En el momento más grave que ha enfrentado un presidente de Estados Unidos en varias generaciones, Trump se ha embebido de sí mismo. Durante semanas, desoyó a los técnicos y se encerró en su círculo de confianza, en el que su yerno, Jared Kushner, ocupa una posición principal. La crisis no ha servido para moderarle ni rectificar su giro aislacionista, su rechazo visceral a los organismos multilterales. Al contrario, ha suspendido la financiación de la Organización Mundial de la Salud, a la que acusa de actuar al dictado de China, ha respondido a la mala gestión de Pekín agitando teorías sin base sobre el origen del virus y ha criticado la falta de previsión de Europa. Ahora, enfatiza la proximidad de una vacuna. También el gigante asiático lo hace. Es en esta carrera por la vacuna en lo que Washington puede recuperar el terreno internacional perdido.

El desastre de Nueva York

“No aprobaré una orden de quedarse en casa, eso asusta a la gente (…) El miedo, el pánico es un problema mayor que el virus”. El gobernador de Nueva York, Andrew Cuomo, rechazaba con esta contundencia las medida de confinamiento el 18 de marzo en declaraciones al podcast diario de The New York Times, cuando Estados Unidos cumplía su quinto día bajo la declaración de emergencia, los vetos a los viajeros de Europa llevaban más de una semana en vigor y los primeros territorios afectados por el brote, como California, ya habían ordenado el cierre de negocios no esenciales. Para entonces, el Estado de Nueva York ya era el epicentro de la pandemia en el país. Hoy, supera en fallecidos a España, pese a contar con menos de la mitad de la población.

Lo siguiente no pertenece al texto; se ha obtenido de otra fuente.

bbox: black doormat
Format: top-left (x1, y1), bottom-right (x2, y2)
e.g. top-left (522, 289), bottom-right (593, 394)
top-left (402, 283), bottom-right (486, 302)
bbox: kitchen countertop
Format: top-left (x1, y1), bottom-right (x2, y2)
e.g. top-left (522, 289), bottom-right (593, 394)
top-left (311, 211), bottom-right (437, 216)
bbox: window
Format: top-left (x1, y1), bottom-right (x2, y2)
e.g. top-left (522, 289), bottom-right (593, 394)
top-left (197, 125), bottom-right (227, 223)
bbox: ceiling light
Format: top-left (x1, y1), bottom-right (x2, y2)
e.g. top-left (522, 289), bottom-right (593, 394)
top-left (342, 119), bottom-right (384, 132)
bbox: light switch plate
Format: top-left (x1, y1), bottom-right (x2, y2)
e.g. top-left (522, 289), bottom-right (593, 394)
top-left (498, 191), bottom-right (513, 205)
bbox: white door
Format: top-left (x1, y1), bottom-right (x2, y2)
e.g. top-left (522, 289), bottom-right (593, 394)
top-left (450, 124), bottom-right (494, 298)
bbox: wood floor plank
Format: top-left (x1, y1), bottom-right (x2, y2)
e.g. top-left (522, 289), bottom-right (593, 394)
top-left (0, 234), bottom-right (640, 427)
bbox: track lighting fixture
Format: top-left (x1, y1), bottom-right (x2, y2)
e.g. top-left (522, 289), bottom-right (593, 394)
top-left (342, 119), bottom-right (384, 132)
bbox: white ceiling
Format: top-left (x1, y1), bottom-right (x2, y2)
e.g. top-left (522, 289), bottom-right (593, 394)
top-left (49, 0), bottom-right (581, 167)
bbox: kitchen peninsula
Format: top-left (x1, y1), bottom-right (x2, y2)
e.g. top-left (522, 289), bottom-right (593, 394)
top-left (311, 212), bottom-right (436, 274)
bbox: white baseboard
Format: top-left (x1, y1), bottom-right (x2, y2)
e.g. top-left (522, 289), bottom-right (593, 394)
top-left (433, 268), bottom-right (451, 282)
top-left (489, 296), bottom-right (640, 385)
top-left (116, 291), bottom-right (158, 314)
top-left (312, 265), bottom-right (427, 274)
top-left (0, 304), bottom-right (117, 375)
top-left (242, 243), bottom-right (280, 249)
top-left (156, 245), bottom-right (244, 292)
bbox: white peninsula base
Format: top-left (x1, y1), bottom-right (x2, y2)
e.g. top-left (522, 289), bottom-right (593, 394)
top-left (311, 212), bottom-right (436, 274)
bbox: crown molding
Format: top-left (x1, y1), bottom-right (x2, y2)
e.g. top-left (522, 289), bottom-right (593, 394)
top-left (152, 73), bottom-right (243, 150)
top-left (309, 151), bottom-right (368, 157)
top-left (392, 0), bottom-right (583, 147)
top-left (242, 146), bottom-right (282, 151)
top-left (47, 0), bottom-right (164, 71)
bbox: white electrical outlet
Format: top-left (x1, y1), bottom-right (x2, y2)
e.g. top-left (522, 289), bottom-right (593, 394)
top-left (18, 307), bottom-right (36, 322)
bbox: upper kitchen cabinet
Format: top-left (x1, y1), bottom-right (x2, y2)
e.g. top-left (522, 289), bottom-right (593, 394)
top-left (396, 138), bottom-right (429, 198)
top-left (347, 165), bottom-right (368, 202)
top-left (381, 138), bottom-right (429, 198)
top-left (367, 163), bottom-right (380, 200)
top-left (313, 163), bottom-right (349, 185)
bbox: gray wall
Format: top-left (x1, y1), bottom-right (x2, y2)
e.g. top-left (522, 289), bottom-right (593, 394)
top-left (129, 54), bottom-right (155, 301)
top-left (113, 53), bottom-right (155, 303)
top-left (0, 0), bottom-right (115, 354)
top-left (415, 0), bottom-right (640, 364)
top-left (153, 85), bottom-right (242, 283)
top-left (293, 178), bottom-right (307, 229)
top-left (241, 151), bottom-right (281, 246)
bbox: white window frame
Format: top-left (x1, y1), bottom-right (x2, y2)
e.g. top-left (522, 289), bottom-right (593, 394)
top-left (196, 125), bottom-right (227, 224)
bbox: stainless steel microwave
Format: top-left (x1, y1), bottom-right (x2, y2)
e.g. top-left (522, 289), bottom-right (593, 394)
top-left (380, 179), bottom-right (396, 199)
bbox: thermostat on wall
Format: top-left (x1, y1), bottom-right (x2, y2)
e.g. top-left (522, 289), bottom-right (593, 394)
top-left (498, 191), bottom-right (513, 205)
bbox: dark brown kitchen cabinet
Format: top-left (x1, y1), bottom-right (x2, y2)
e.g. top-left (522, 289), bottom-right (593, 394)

En el relato de la pandemia en la primera potencial mundial, Nueva York requiere un capítulo aparte, no solo por lo voluminoso de las cifras —concentra una de cada tres muertes de todo el país—, sino porque sintetiza como pocos los pecados en muchas naciones: la infravaloración de los riesgos, las consecuencias de un sistema público diezmado, luchas políticas intestinas y la posterior dispersión de culpas por doquier. Que el demócrata Cuomo haya vivido en esta crisis el máximo histórico de popularidad muestra cómo una buena comunicación y la comparación con un líder nacional como Donald Trump puede embellecer una gestión con sonados errores.